We SEE a sustainable future for all

The United Nations’ 17 Sustainable Development Goals (SDGs) are an urgent call for action by all countries – developed and developing – to join a global partnership to achieve peace and prosperity for everyone living in the world today and in the future. All the of SDGs are linked. The SDGs were developed with the understanding that ending poverty and other deprivations must go hand-in-hand with strategies that improve health and education, reduce inequality and spur economic growth. The SDGs also take into account the importance of fighting climate change.

At Operation Eyesight, we too are part of the global partnership working to achieve the SDGs through our work.  Our vision is the elimination of avoidable blindness in the countries where we work (India, Nepal, Ghana, Kenya and Zambia). We prevent blindness and restore sight by focusing on community eye health, hospital improvement and disease control. Our commitment to ensuring that everyone has access to quality eye health care involves a lot more than just Good Health and Well-Being (SDG #3). Our Hospital-Based Community Eye Health Program model is helping to achieve all of the following SDGs:

  • SDG 1: No Poverty
  • SDG 3: Good Health and Well-Being
  • SDG 4: Quality Education
  • SDG 5: Gender Equality
  • SDG 6: Clean Water and Sanitation
  • SDG 10: Reduced Inequalities
  • SDG 17: Partnerships for the Goals

Sadly, 80 percent of blindness is preventable or is treatable. But for millions of people in developing countries blindness is a reality due to poverty, lack of eye health awareness, poor eye health-seeking behaviour and a lack of access to eye health services. In developing countries, blindness can be a death sentence. Without sight, people are robbed of their ability to provide for themselves and their family. When people can see, they can work and go to school. By preventing blindness and restoring sight, we break the cycle of poverty by helping entire families escape impoverishment (SDG #1 no poverty).

Philomena is a Kenyan woman who received sight-restoring cataract surgery through Operation Eyesight.
Philomena can barely contain her joy now that her sight has been restored!

As a Calgary-based international development organization, we believe in providing the “best for the poorest,” regardless of age, gender, race, caste, religion, location or ability to pay (SDG #10 reduced inequalities). To accomplish our goals, we partner with local hospitals, governments and organizations, and other eye health INGOs (SDG #17 partnerships for the goals).

We’ve developed a unique, sustainable model — our Hospital-Based Community Eye Health Program — that integrates primary eye care into primary health care, providing communities with access to eye care services (SDG #3 good health and well-being). Our goal is to not only improve people’s eye health, but their general health as well. We empower communities to take responsibility and ownership of their eye health and general health needs.

Harriet goes door-to-door in her community, dedicated to helping people who need it most.

We also train women in the community as community health workers and empower them to find solutions to their communities’ eye health needs. This provides them with a means to earn an income, increase their status within their families and contribute to society (SDG #5 gender equality; SDG #1 no poverty).

In many developing countries, women and girls are the family caregivers. When a mother goes blind, it is the eldest daughter who is often forced to quit school and take care of her family. When a mother’s sight is restored, she can continue as the primary caregiver, allowing her daughter to return to school and create a brighter future for herself, just like her male counterparts (SDG #4 quality education).

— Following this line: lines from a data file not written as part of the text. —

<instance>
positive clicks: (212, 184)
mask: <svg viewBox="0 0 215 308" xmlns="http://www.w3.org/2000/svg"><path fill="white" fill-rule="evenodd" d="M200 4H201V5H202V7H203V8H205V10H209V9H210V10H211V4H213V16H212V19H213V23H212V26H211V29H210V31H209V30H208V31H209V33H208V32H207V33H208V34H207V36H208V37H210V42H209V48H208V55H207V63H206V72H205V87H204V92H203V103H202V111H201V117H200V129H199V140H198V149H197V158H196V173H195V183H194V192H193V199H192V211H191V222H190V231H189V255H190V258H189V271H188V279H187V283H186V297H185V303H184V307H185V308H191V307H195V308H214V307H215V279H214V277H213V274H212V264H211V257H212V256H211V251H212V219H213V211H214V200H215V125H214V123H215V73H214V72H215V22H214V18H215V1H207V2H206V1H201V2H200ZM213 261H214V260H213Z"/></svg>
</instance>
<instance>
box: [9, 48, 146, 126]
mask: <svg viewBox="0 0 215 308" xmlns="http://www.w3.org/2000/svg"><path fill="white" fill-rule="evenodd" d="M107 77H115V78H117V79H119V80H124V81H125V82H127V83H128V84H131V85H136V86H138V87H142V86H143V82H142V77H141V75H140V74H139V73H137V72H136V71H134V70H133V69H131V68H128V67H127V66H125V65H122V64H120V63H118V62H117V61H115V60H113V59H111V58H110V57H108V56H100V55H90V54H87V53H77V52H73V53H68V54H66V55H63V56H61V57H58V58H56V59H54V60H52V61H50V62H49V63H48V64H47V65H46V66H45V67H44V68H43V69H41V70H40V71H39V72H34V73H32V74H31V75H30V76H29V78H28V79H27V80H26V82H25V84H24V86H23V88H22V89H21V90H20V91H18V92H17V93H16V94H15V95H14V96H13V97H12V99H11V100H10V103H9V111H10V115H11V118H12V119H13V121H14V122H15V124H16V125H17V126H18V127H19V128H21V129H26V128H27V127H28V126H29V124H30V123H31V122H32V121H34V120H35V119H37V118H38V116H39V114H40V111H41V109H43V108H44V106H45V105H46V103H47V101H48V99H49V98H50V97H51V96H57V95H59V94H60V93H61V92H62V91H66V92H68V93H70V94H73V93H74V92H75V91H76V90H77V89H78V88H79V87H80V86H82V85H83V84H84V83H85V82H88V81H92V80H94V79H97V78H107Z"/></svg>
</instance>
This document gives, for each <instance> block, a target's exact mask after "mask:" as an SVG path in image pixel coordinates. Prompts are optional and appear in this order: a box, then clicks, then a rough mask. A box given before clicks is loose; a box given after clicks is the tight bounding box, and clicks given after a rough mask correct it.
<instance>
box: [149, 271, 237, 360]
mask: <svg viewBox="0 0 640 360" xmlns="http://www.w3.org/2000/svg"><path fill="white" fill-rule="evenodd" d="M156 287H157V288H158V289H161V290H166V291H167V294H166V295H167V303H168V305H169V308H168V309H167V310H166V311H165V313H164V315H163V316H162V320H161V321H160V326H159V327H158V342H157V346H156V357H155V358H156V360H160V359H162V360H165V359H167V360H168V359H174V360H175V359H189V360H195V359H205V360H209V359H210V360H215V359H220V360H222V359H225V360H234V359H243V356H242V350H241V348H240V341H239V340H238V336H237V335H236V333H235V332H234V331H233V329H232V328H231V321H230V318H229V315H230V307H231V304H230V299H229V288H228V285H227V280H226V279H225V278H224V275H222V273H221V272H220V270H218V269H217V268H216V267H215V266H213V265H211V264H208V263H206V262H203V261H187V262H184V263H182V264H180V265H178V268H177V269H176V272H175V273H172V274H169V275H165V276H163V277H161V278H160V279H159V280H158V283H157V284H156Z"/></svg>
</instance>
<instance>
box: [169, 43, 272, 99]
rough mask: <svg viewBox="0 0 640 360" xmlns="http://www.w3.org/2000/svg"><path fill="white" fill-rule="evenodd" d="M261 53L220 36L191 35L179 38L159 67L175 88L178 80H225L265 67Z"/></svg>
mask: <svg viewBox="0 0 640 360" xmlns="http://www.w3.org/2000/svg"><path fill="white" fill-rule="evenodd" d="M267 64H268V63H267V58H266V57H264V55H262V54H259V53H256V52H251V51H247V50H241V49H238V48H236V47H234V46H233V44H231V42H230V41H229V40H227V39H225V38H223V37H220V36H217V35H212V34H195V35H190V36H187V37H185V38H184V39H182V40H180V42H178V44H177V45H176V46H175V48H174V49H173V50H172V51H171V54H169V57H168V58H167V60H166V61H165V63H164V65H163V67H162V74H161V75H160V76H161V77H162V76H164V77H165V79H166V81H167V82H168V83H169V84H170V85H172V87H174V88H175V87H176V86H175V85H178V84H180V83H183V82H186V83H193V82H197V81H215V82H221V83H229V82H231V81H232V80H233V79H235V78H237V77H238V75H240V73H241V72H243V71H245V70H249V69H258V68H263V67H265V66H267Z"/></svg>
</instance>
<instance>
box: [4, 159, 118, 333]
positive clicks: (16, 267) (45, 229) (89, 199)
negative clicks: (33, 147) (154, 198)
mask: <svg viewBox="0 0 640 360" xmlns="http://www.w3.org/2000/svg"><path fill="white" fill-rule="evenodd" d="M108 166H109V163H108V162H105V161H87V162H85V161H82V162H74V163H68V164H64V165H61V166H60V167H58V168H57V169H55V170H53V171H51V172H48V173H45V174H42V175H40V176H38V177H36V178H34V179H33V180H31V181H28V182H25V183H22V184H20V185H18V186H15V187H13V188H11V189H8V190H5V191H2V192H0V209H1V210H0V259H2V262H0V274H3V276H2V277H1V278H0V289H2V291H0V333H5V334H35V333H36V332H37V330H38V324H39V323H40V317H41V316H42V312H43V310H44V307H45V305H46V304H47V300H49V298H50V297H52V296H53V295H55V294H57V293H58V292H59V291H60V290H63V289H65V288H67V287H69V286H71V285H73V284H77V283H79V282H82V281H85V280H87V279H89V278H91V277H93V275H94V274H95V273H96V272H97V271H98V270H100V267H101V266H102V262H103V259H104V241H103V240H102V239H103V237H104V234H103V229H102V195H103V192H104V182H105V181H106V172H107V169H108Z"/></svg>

Indian woman with her grandchildren.
Emilia was an independent mother of eight living in Rangmaw, India. She kept busy with gardening and cooking, and she loved playing with her grandchildren. Unfortunately, she began to suffer from age-related cataract and she could no longer do these things. She started to depend on her grandchildren to care for her.

In Africa, we are working to eliminate the blinding eye disease trachoma, caused by a bacterial infection which is easily spread due to unsafe sanitation practices. With our partners, we’ve introduced community-led sanitation programs which include drilling boreholes to provide clean water and constructing latrines (SDG #6 clean water and sanitation). The boreholes are closer to home, which means girls can spend more time at school and less time fetching water (SDG #4 quality education/SDG #5 gender equality). With a source of water nearby, families can also grow vegetable gardens and raise livestock, which leads to better nutrition (SDG #3 good health and well-being).

African child washing her hands to prevent the spread of trachoma.
Children are especially susceptible to trachoma; infection often begins during infancy and can become chronic. Properly implemented, the SAFE strategy permanently eliminates trachoma.

You’re making this possible!

Compassionate people like you are making it possible to bring quality eye care to EVERYONE, regardless of their gender, age, race, location or ability to pay.

Thanks to supporters like you, millions of people have had their sight restored or preserved. Children have gone back to school. Parents have gone back to work. Grandparents are watching their grandkids grow up. Entire communities are now avoidable blindness-free. And it’s all because of YOU. From the bottom of our hearts, thank you!